La sinistra vuole rendere obbligatorio cantare Bella Ciao ma è fredda su una legge che persegua il negazionismo delle foibe? Il nesso tra i due sentimenti lo vedremo tra poco. Ma per ora esaminiamo i due casi. Su Bella Ciao obbligatoria per legge, per ora solo il giorno del 25 aprile dopo l’inno di Mameli, è stato scritto molto e bene. Che si tratta di una sorta di canto inventato, visto che comincia ad apparire negli anni Sessanta, ben lungi dalla Resistenza reale. Che in ogni caso è un inno in cui si sono sempre più riconosciuti i comunisti. Che non abbiamo ancora un inno nazionale davvero ufficiale (quello di Mameli non lo è) mentre si vorrebbe fornire uno statuto simile a una composizione che non rimonta al farsi della nazione, come invece la stragrande maggioranza degli inni nazionali.
L’Italia è infatti nata nel 1861 e non il 25 aprile 1945. Si tratta di una proposta fortemente ideologica in cui si vede come la sinistra italiana creda ancora che la Resistenza sia stata esclusivamente comunista, mentre invece, come sappiamo, un contributo fondamentale l’hanno fornito le formazioni socialiste, cattoliche, liberali, azioniste.
E veniamo alla questione delle foibe. Fratelli d’Italia ha depositato, primo firmatario il senatore Luca Ciriani, un progetto di legge per combattere il negazionismo delle foibe, attraverso l’equiparazione con la repressione del negazionismo della Shoa. Pur non essendo in genere un fan di leggi che perseguono le idee, nel caso delle foibe (e ovviamente a maggior ragione in quello della Shoa) esse si rendono necessarie a fronte di una fortissima e diffusa propaganda che tende a negare l’evento. Ed è indubbio che in Italia, dopo che per decenni si è occultato il fenomeno, non potendo quasi parlarne, da quando è stata introdotta la Giornata della Memoria è cominciato un fuoco di fila tendente, se non a negare, almeno a minimizzare le foibe. Buon ultimo esempio, il rifiuto del Pd di Novara di celebrare Norma Cossetto.
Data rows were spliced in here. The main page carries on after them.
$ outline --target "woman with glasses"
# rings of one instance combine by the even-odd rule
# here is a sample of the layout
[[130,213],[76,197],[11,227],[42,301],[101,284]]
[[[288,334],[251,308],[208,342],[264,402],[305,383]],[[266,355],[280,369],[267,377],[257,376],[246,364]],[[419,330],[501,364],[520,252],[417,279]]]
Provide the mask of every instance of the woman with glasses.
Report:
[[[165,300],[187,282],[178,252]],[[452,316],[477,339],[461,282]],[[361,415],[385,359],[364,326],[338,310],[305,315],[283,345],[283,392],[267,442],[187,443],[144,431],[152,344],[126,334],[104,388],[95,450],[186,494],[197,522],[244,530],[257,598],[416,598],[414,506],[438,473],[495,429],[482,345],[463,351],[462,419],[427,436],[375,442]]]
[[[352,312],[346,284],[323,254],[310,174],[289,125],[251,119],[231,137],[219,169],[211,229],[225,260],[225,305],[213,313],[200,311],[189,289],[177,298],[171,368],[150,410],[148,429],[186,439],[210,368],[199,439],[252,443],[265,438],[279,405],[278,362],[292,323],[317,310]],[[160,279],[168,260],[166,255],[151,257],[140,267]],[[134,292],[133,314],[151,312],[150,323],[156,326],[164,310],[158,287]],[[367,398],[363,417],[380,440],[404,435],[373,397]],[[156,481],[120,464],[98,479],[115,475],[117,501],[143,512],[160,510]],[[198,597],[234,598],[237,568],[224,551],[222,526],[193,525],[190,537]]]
L’argomentazione chiave dei minimizzatori più intelligenti è di dire che non di genocidio si trattò ma di massacri politici, come ve ne sono stati tanti durante la Seconda guerra mondiale. È anche l’argomento che utilizza un pezzo, su Repubblica del 6 giugno, firmato da Milena Santerini. Per la quale equiparare le foibe alla Shoa indebolirebbe la lotta all’antisemitismo, visto che il carattere di genocidio della seconda sarebbe evidente, molto meno quello delle foibe. Santerini è una firma autorevole: docente alla Cattolica, già parlamentare del Pd, è stata nominata dal governo giallorosso Coordinatrice nazionale perla lotta contro l’antisemitismo. La sua argomentazione ci pare tuttavia poco convincente.
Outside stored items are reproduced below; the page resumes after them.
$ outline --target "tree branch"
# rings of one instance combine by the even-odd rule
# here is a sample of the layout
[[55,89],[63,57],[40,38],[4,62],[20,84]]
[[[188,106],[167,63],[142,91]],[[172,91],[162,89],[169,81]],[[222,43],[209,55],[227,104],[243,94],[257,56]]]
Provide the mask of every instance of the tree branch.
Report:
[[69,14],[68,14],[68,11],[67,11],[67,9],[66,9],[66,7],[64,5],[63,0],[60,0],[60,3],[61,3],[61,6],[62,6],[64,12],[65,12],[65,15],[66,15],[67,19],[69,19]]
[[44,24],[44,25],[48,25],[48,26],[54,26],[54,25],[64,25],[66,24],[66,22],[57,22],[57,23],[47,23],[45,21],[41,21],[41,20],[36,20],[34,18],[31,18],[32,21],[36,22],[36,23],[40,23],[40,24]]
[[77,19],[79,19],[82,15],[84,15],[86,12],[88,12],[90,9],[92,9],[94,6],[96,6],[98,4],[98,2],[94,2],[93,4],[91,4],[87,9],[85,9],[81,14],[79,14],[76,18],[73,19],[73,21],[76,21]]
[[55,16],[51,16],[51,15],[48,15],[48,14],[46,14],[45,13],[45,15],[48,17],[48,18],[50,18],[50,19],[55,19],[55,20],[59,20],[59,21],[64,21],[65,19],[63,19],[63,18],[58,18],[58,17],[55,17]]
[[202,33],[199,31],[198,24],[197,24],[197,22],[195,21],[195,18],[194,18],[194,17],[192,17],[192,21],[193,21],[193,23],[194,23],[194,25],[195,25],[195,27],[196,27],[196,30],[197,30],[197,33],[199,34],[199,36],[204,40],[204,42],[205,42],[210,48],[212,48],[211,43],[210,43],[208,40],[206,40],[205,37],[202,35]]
Non si capisce infatti perché perseguire la negazione delle foibe dovrebbe far calare la tensione su quella contro la negazione della Shoa. A meno di non pensare che l’antisemitismo oggi venga prevalentemente dall’estrema destra e che la memoria delle foibe appartenga solo alla destra del paese. Ma non è cosi. Accanto a un antisemitismo di estrema destra, esiste, come si è visto in occasione del recente conflitto a Gaza, un antisemitismo di estrema sinistra e uno di matrice islamista – quest’ultimo in particolare, come si sa, indulge in propaganda negazionista delle camere a gas, considerate una invenzione servita a legittimare la nascita dello Stato di Israele.